中国湖北省武漢市で新型ウイルス性肺炎の感染者が相次いでいる問題で、厚生労働省は16日、武漢市に滞在歴がある神奈川県内に住む30代男性の感染を確認したと明らかにした。国内で患者が確認されたのは初めて。二次感染が疑われるケースはなく、厚労省は「感染拡大の可能性は低い」としている。

 厚労省によると、男性は武漢市に滞在中の今月3日に発熱の症状が出た。帰国した6日に県内の医療機関を受診し、熱が下がらないことから10日に県内の別の病院に入院。国立感染症研究所が検査したところ、15日に新型コロナウイルスの陽性反応が出た。同日に退院し、現在は自宅療養している。発熱はないが軽いせきの症状があるという。

 武漢市では41人がウイルス性肺炎と診断され、うち1人が死亡している。男性は肺炎患者が相次いでいる武漢の海鮮市場に立ち寄っていないが、現地で肺炎の症状が出ている人と一緒に生活するなどしたという。

 政府は首相官邸の危機管理センターに情報連絡室を設置。男性に外出を控えるよう要請するとともに、同居家族や県内2カ所の医療機関従事者ら接触者について、県の保健所を通じて調査を進めている。国や県は男性の居住市町村や接触者数は明らかにしていない。

 菅義偉官房長官(衆院2区)は会見で「現時点で持続的な人から人への感染は確認されていない」と説明。
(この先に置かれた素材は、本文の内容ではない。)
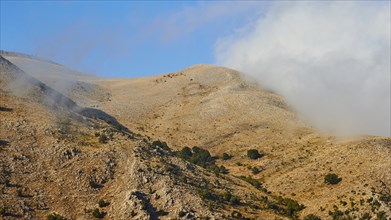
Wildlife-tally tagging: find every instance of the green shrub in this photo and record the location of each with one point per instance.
(253, 154)
(201, 157)
(311, 217)
(291, 206)
(252, 181)
(103, 139)
(55, 216)
(3, 212)
(181, 214)
(98, 214)
(255, 170)
(381, 215)
(207, 194)
(236, 214)
(161, 144)
(332, 178)
(102, 203)
(226, 156)
(185, 153)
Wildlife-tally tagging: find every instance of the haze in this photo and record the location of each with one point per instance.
(330, 60)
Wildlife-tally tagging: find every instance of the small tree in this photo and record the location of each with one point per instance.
(103, 139)
(226, 156)
(98, 214)
(312, 217)
(253, 154)
(185, 153)
(332, 178)
(55, 216)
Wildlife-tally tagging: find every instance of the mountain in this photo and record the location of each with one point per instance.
(69, 140)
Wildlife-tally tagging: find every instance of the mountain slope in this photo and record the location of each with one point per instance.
(216, 109)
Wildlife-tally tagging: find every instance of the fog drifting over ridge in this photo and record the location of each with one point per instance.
(330, 60)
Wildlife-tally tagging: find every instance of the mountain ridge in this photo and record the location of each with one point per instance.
(216, 109)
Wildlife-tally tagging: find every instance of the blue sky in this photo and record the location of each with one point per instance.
(121, 38)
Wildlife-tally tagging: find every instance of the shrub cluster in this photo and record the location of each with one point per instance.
(332, 178)
(225, 197)
(201, 157)
(253, 154)
(55, 216)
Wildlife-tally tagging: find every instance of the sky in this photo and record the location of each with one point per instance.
(122, 38)
(329, 59)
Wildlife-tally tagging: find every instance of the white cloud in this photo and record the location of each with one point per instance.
(331, 60)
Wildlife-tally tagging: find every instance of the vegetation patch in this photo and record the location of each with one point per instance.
(253, 154)
(55, 216)
(201, 157)
(332, 179)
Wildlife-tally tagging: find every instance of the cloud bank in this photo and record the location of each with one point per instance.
(330, 60)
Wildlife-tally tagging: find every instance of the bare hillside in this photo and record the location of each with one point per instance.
(207, 106)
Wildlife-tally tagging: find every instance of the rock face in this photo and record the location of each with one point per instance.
(60, 156)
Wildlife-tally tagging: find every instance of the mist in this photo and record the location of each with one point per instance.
(330, 60)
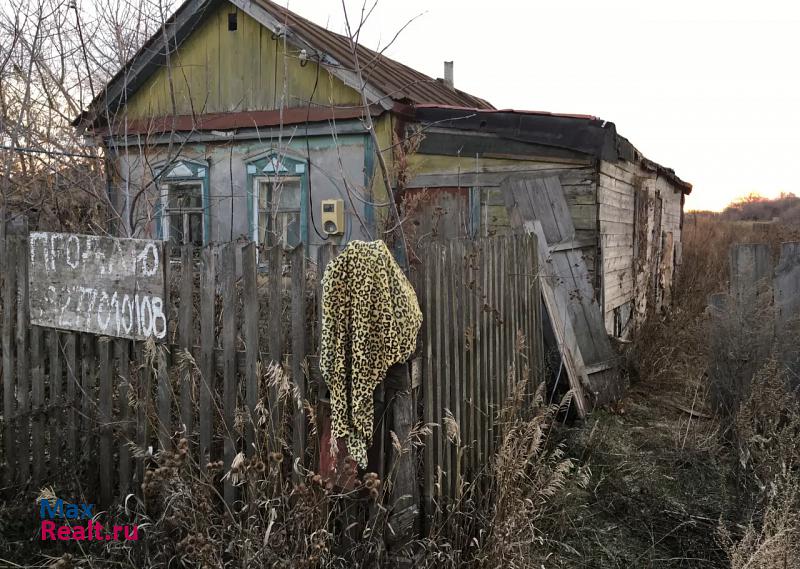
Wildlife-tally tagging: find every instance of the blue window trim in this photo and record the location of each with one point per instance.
(198, 171)
(289, 166)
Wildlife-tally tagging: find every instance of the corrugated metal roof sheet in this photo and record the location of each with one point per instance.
(397, 81)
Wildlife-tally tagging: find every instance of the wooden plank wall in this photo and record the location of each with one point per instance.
(481, 320)
(626, 279)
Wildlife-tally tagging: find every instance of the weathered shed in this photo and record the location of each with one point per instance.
(240, 119)
(627, 211)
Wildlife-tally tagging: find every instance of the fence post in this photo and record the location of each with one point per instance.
(23, 363)
(787, 307)
(208, 297)
(299, 349)
(751, 272)
(275, 340)
(186, 336)
(9, 271)
(251, 314)
(228, 285)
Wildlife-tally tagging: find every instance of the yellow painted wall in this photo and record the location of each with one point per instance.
(216, 70)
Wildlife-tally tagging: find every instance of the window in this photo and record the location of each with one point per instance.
(278, 212)
(278, 199)
(182, 210)
(184, 222)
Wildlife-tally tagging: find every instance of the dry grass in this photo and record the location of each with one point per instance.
(651, 482)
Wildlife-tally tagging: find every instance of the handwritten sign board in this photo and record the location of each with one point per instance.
(100, 285)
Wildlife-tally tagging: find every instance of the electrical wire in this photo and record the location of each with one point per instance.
(308, 155)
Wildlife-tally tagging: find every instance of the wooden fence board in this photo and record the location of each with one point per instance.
(37, 404)
(446, 337)
(186, 336)
(56, 401)
(88, 370)
(228, 287)
(208, 297)
(106, 466)
(73, 393)
(299, 351)
(118, 392)
(9, 369)
(144, 408)
(23, 365)
(126, 434)
(428, 388)
(439, 402)
(251, 316)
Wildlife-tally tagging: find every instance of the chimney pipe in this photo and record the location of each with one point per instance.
(448, 74)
国民への情報提供と検疫の着実な実施などに万全の体制で臨む意向を示した。

 厚労省は「通常の生活をしている人が感染するリスクは極めて低いと現時点では考えている。一般的な感染症対策をしっかりやってほしい」とし、県も「過剰に心配する必要はない」としている。

 県は公式ウェブサイト上で感染拡大防止に向けて注意喚起を促すページを開設し、手洗いやマスク着用など感染症対策の徹底を呼び掛けている。